Whereas, if Jesus made an unequivocal statement about it, (such as “Love your enemies, bless those who persecute you, give all you have to the poor, do not worry about the tomorrow, love one another as I have loved you) we tend to quietly shelve it and forget about it…  

Because most of the church has refused to take Jesus’ teaching and example seriously” he says, “now much of the world refuses to take Christians seriously” (

And one can hardly blame them. We all need to repent. We can all do better. And because we are only human, we always will. So I think that maybe the task before us is not to build a perfect church full of perfect people who always get it right, but rather to build a community where people can get it wrong and learn that thanks to the grace of God, that never need be the end of the story. What if we dropped the idea of perfection once and for all and embraced the idea of Christianity as a practice?

Brian McLaren has been talking about this for quite some time and asking us to re-envision our churches as places where we can practice the art of love together.
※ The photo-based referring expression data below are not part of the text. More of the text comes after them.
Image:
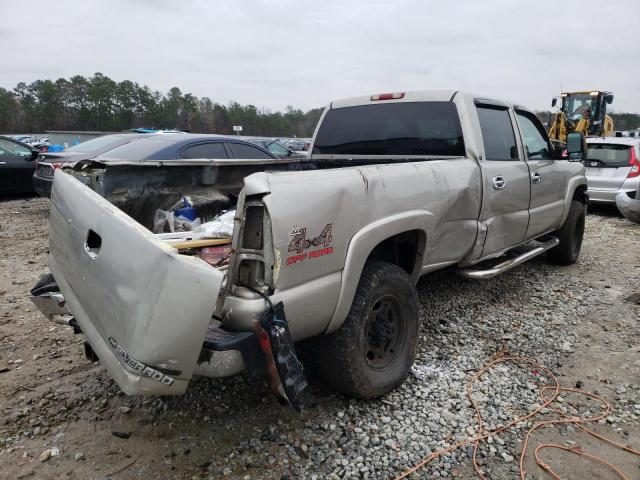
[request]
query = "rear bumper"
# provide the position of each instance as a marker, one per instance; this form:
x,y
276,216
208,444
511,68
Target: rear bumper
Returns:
x,y
42,185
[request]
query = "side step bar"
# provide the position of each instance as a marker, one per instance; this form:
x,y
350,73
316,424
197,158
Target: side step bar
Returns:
x,y
508,264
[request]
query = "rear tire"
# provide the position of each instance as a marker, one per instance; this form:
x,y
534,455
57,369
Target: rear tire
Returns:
x,y
374,349
570,234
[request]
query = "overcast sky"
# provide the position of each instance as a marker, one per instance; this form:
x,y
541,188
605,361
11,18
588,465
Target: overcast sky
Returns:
x,y
306,53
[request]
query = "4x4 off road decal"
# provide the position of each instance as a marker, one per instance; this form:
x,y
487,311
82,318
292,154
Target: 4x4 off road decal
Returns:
x,y
299,243
140,367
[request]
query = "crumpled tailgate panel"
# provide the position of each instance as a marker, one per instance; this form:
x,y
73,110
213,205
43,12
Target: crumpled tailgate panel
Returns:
x,y
138,302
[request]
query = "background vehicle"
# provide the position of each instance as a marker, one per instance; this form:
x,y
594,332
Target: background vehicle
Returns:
x,y
48,162
17,163
173,146
613,165
397,185
275,146
584,112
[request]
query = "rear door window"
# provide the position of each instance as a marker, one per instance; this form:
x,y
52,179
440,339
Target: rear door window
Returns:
x,y
404,128
244,151
497,133
608,155
213,150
For awhile there he was asking us to re-imagine our churches as schools of love, which sounded good.

But Brian soon realized that the analogy wasn’t quite right because schools are full of experts who are there to teach others, and he would be the first to admit that none of us our experts when it comes to living in the way of Jesus. I certainly haven’t mastered it yet.

And so rather than a school, he suggests we think of this place more as a studio.  Only, instead of learning how to throw pots or paint or sculpt, we’d devote ourselves to learning how to love.

Imagine that. Imagine the church as a place where you could come and practice love like it’s an art form, a craft you could deepen and hone alongside others - always striving never arriving, always deepening never exhausting your knowledge, always perfecting never perfect, always growing, learning, striving - a studio where you could make mistakes, learn from them, and always, always, always start again in the midst of people as committed to the art of love as you.

At the end of our Synod there was no big kumbaya worship service where both denominations made peace, they became open and affirming and the the UCC rid itself of racism once and for all. We’ve all still got some work to do.

But because hate was met with genuine love, I dare say that good won out. There was a marked shift in the air and in our interactions with one another, interactions that were now charged with care and respect, honor and blessing.

I’d like to leave you with the words Shellie posted later that day on her Facebook page:

Let me tell you THIS story (she wrote). Ya’ll, only the Spirit transforms shouts of hate to a liturgy of blessings — and that’s something to actually shout about!! The transformative power of the Love that holds us, dwells with & within us, will and does bring about God’s kin-dom here on earth as it is in heaven!! Now I had shared that myself & other queer siblings experienced hate speech from another church denomination also here for a conference …

And still LOVE is LOUDER. Today I’ve already had two beautiful, Spirit-filled exchanges with some of their folks that sounded like this:

Me: May the Peace of Christ be with you.

Her: May peace be multiplied forever.

And again. Me: May you know God’s ever present love & grace with you today.

Him: May the Lord God go before you, behind you, beside you all the days of your life.

… God is indeed renewing us, (wrote Shellie) making all things new as the Holy Spirit transforms each of us toward revolutionary acts of worship, witness, & blessings.  So as my sister from another place of worship said to me today so I say to you — May peace be multiplied forever. May it be so. Hallelujah and Amen.”